Opony samochodowe bez powietrza. Rewolucja coraz bliżej
Firmy oponiarskie pracują nad oponami bezpowietrznymi. W przyszłości mają one wspierać transport multimodalny, stawiając jednocześnie na zrównoważony rozwój.
Jedną z firm, która pracuje nad oponami bezpowietrznymi, nazywanymi również niepneumatycznymi jest Goodyear. Opony tego typu są właściwie kołem i oponą w jednym. Składają się one z opasania (w tym bieżnika), łącznika oraz części wewnętrznej, która pełni rolę felgi. Łącznik razem z opasaniem usztywnia ciężar pojazdu, a także sprawia, że opona ma być elastyczna.
Wyższością opony bezpowietrznej w porównaniu do tej ‘’tradycyjnej" ma być jej niska awaryjność. W razie ewentualnego uszkodzenia opona może ciągle normalnie funkcjonować. To za sprawą struktury wstęgi łączącej. Zdaniem Goodyeara opony te mają odznaczać się też wyższym komfortem. Jak twierdzi Rachita, opona niepneumatyczna może unieść większy ładunek, a przy tym zapewnić większą wygodę niż opona powietrzna. W przypadku samochodów autonomicznych opony bezpowietrzne odegrają bardzo ważną rolę. Nie będzie konieczności cyklicznego monitorowania stanu powietrza w kołach takiego auta.

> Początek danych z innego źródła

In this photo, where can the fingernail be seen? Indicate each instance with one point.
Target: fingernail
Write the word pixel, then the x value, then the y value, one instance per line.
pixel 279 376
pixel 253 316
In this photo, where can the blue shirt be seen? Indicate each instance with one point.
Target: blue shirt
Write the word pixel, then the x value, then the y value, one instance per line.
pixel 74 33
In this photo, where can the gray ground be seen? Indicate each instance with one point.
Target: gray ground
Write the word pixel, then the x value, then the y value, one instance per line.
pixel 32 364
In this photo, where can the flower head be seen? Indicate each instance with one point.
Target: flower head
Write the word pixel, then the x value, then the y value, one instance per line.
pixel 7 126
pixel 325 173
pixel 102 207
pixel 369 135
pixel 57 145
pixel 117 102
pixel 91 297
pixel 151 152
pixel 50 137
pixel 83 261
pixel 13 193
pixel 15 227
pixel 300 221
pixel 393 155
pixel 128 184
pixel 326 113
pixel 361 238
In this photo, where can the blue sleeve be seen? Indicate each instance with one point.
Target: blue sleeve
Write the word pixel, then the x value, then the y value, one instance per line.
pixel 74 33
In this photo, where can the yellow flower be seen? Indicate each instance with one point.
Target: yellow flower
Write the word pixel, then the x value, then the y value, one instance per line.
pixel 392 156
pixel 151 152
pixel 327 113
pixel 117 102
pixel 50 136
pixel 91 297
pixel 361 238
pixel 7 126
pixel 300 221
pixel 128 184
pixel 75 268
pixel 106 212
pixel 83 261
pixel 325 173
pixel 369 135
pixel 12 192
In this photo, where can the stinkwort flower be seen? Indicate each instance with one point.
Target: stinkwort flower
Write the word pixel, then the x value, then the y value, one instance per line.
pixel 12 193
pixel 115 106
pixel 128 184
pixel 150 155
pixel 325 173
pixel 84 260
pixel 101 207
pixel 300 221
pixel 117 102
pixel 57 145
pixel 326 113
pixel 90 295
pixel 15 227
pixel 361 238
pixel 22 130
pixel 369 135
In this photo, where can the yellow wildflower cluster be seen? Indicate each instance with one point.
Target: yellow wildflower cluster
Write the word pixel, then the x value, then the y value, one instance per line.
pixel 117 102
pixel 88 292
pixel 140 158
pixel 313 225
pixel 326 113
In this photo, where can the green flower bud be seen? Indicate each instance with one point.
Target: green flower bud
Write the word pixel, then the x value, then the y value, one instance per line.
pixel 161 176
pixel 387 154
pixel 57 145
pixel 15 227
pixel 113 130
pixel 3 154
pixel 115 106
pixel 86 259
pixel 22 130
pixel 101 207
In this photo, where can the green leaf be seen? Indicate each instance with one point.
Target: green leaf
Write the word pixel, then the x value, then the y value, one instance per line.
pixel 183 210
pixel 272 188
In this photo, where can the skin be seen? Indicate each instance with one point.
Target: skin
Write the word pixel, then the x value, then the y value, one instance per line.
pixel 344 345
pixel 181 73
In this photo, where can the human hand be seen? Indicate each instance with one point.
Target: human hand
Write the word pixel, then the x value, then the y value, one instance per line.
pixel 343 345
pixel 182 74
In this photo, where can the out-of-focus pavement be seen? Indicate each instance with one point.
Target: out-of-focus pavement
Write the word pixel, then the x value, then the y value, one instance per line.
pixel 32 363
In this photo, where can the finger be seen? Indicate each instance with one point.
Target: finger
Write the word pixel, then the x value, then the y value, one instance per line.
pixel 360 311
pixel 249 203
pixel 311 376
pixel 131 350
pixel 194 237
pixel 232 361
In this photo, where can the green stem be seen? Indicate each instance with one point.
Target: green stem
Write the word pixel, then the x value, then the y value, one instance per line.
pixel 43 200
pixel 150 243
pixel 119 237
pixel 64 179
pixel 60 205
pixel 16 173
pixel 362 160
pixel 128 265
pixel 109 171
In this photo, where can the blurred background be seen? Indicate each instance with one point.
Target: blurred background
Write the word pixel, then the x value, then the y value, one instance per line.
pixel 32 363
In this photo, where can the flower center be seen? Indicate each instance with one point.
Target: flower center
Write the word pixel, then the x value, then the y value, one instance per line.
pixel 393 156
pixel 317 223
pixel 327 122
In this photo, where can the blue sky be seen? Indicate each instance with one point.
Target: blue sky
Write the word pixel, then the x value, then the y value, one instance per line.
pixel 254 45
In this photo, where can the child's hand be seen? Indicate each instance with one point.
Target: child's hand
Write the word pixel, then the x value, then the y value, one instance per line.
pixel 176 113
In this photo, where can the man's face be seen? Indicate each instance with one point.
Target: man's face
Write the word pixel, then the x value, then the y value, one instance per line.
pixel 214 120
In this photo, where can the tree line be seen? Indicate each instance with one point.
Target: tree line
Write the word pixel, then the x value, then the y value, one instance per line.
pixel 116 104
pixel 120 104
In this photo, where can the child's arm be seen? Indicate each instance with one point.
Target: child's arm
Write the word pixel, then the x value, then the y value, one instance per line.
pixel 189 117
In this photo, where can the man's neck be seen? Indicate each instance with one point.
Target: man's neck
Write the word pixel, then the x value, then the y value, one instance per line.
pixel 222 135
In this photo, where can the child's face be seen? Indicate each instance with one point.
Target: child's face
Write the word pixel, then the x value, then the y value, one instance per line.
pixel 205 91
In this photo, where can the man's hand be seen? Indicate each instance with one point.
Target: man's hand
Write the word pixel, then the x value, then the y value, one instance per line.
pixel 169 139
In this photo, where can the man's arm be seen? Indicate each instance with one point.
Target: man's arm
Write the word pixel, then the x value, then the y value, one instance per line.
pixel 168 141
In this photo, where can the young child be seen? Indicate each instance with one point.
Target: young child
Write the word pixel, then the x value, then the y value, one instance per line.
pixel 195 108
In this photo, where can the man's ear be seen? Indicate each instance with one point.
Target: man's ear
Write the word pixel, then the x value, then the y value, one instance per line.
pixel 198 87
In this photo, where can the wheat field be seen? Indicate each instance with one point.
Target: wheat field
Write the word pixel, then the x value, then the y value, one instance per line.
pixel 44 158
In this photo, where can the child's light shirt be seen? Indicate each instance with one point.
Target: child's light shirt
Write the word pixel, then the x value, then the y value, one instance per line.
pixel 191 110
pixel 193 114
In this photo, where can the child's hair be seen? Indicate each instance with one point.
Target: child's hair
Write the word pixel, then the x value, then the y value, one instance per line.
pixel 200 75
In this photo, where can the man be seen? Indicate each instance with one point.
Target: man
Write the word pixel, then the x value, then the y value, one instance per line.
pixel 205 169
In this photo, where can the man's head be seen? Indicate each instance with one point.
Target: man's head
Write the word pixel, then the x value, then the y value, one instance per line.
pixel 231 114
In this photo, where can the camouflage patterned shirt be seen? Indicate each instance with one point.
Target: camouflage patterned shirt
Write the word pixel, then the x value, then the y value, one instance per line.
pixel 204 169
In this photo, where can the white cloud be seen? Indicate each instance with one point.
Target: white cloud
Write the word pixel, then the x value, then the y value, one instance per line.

Jedną z motywacji prac prowadzonych przez Goodyeara jest kwestia częstego wycofywania opon, których niewłaściwe użytkowanie doprowadziło do przedwczesnego uszkodzenia (chodzi np. o przebicie spowodowane małym ciśnieniem w oponie). Wiąże się to oczywiście z koniecznością ich utylizacji. Ograniczyć to zjawisko mają właśnie opony bezpowietrzne.
Goodyear postawił sobie za cel wyprodukowanie do 2030 roku pierwszej na rynku opony bezpowietrznej, stworzonej w całości z materiałów odnawialnych.
Nad oponami bezpowietrznymi pracuje również Michelin. Prototyp takiego rozwiązania firma pokazała już w 2019 roku, ale do dziś takie opony nie znalazły się w produkcji seryjnej.